PyEvalAI: AI-assisted evaluation of Jupyter Notebooks for immediate personalized feedback
Nils Wandel, David Stotko, Alexander Schier, Reinhard Klein
TL;DR
Grading and providing feedback for Jupyter notebook assignments in STEM is labor-intensive and time-delayed. PyEvalAI presents a privacy-preserving, open-source solution that combines unit tests with a locally hosted inference engine to automatically score notebooks and deliver feedback, while keeping tutors in control of final grades. A numerics course case study shows AI feedback aligns with human grading in the majority of cases (182/277, 65.7%), with a mean difference of $-0.14\%$ and standard deviation $20.73\%$, and feedback turnaround around 88.2 seconds per submission, enabling rapid multiple attempts and notable student improvement.
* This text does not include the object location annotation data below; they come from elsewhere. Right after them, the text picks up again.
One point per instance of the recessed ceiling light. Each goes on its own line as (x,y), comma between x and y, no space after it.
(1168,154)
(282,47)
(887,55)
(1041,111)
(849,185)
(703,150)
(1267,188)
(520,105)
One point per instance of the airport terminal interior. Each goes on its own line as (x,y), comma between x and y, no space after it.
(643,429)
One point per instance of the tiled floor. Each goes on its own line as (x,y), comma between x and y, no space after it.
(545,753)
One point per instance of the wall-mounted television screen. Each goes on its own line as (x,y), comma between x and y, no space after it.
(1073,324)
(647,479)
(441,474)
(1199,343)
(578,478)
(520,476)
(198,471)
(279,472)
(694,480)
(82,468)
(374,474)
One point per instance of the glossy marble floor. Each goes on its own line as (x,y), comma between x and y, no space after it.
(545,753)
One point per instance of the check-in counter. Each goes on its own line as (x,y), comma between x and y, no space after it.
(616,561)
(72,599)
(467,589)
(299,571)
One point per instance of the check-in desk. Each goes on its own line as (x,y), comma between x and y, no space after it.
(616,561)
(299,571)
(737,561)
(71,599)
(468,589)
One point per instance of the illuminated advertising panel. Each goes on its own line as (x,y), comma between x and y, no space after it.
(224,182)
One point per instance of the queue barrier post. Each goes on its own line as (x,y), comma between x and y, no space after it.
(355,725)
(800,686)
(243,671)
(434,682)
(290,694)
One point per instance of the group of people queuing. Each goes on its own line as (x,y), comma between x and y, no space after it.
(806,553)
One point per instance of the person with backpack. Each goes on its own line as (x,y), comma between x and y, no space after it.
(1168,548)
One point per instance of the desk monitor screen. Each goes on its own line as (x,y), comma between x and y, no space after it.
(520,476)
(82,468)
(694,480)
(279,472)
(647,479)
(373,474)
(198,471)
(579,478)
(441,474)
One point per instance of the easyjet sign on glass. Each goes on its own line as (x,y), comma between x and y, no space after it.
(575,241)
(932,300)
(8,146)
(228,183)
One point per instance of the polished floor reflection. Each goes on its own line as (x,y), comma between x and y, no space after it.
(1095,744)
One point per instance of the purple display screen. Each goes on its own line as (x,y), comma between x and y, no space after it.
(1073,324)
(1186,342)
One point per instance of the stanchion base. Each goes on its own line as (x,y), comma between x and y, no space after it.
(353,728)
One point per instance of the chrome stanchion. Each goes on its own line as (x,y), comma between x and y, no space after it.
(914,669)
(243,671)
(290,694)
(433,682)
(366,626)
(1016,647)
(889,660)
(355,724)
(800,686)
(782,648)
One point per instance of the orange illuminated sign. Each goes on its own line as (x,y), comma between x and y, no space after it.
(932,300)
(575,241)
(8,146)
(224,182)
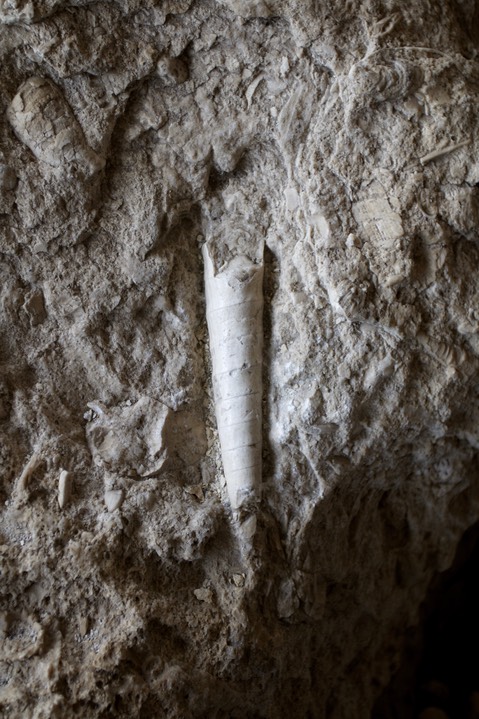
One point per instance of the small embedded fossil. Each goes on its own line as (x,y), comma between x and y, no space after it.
(234,311)
(65,485)
(44,121)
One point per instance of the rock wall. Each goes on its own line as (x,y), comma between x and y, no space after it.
(336,143)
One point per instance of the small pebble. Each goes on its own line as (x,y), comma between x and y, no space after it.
(113,499)
(239,580)
(204,595)
(65,484)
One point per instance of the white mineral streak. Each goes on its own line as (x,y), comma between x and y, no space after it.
(65,485)
(234,311)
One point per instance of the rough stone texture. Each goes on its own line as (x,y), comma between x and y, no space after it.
(130,133)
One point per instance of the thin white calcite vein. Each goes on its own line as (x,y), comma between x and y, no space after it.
(234,313)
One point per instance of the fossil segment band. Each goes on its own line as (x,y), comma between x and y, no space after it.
(234,312)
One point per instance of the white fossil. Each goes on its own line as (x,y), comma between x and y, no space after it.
(234,311)
(65,484)
(113,499)
(44,121)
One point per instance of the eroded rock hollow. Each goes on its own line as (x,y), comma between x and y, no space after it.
(238,518)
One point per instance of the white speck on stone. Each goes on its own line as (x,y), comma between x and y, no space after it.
(65,484)
(204,595)
(113,499)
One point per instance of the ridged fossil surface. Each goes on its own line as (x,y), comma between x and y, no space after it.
(239,322)
(234,309)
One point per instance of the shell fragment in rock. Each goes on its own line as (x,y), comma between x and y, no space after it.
(44,121)
(234,311)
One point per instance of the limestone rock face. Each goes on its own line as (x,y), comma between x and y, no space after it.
(341,137)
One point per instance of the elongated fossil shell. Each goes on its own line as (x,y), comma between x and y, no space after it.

The work demonstrates the practical value of local inference for scalable, privacy-respecting educational tooling and outlines avenues for broader adoption, enhanced prompting strategies, and future comparison of local inference configurations.
Abstract
Grading student assignments in STEM courses is a laborious and repetitive task for tutors, often requiring a week to assess an entire class. For students, this delay of feedback prevents iterating on incorrect solutions, hampers learning, and increases stress when exercise scores determine admission to the final exam. Recent advances in AI-assisted education, such as automated grading and tutoring systems, aim to address these challenges by providing immediate feedback and reducing grading workload. However, existing solutions often fall short due to privacy concerns, reliance on proprietary closed-source models, lack of support for combining Markdown, LaTeX and Python code, or excluding course tutors from the grading process. To overcome these limitations, we introduce PyEvalAI, an AI-assisted evaluation system, which automatically scores Jupyter notebooks using a combination of unit tests and a locally hosted language model to preserve privacy. Our approach is free, open-source, and ensures tutors maintain full control over the grading process. A case study demonstrates its effectiveness in improving feedback speed and grading efficiency for exercises in a university-level course on numerics.